Vocab.org was developed by Ian Davis and appears to have been superseded by the site open.vocab.org. Even so, the vocab.org version of FRBR, called FRBR Core, created in 2005, is currently the most used vocabulary for expressing FRBR in linked data, in part because it was the first expression of FRBR in RDF, but also because it is a relatively simple and therefore easy to understand implementation.

Open Metadata Registry

A number of library-related ontologies (and vocabularies) can be found in the Open Metadata Registry (OMR). It is currently being used by the Joint Steering Committee for Development of RDA as well as IFLA. With all of the terms used in RDA, ISBD, and members of the FR family (FRBR, FRAD, and FRSAD), there is a wealth of terms to reuse in bibliographic metadata.

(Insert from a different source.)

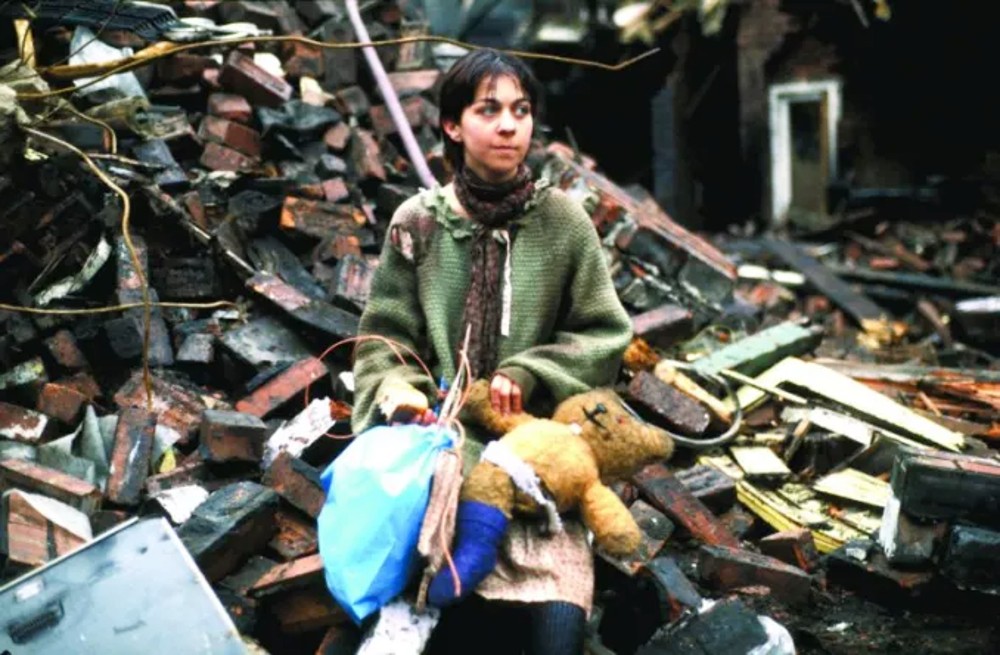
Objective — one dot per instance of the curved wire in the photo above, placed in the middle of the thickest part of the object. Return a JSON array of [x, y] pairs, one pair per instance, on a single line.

Libraries are not the only community using the OMR. Numerous entries are registered in the OMR sandbox (an area of the site for experimentation). While many of these are not production-ready, browsing the sandbox (from the link on the OMR homepage), you can see a number of element sets and vocabularies in development.

Linked Data Cloud
  • Name: Linked Data cloud
  • Creators: Richard Cyganiak, Anja Jentzsch
  • URL: http://linkeddata.org
  • Created: 2007
  • Updated: 2011

As of November 2011, there are 313 datasets in the Linked Data cloud. Wherever there are datasets, there are also data elements. Most of these datasets have documentation pages that describe their ontology. Clicking on a circle in the cloud diagram will take you to an information page for the dataset with links to the primary website. One particular advantage of reusing terms from linked data cloud–based sets is that you can be sure that your data will link to that set on the data element in question.


General Use Data Elements

While the combination of elements of a library bibliographic record may be specific to the library application, a great deal of data in library catalogs is hardly limited to library use: time periods, geographic places, scientific names, and other elements are shared with the wider world. These areas are ones where library data can find points of overlap on the Web. This section highlights some of the elements that have been defined for Semantic Web use that may be of particular interest in the development of library linked data. Some of these elements could be used directly, and others may be suitable for mapping and interoperability.

Describing Web Resources
Dublin Core: The Mother of All Metadata

The use case stated for the development of the Dublin Core Metadata Element Set (DC) at the 1995 meeting in Dublin, Ohio, was the perceived need for a simple set of metadata elements that could be used to define electronic resources, mainly Web documents. This metadata had to be usable by noncatalogers and would help make Web documents more visible to search engines. It grew out of the awareness that traditional cataloging practices would not be able to keep up with the massive growth of information resources that the Internet was making possible. The original fifteen data elements are still what most people think of when they think of Dublin Core, although beginning in 1997, the original set was extended by the introduction of extensions to the core elements. Extending Dublin Core also meant developing a philosophy of extension and methods to extend the vocabulary without breaking any uses of the original set of data elements.

While Dublin Core could be used as stand-alone metadata, it could also be embedded in Web documents using HTML meta tags, as shown in this example from the W3C HTML4 document:

<META name="DC.identifier"

content=“http://www.ietf.org/rfc/rfc1866.txt”>1

In this way Dublin Core metadata could be included in the documents it was describing. This method of describing documents unfortunately fell out of favor due to the use of false meta-tagged data designed to improve placement in search results.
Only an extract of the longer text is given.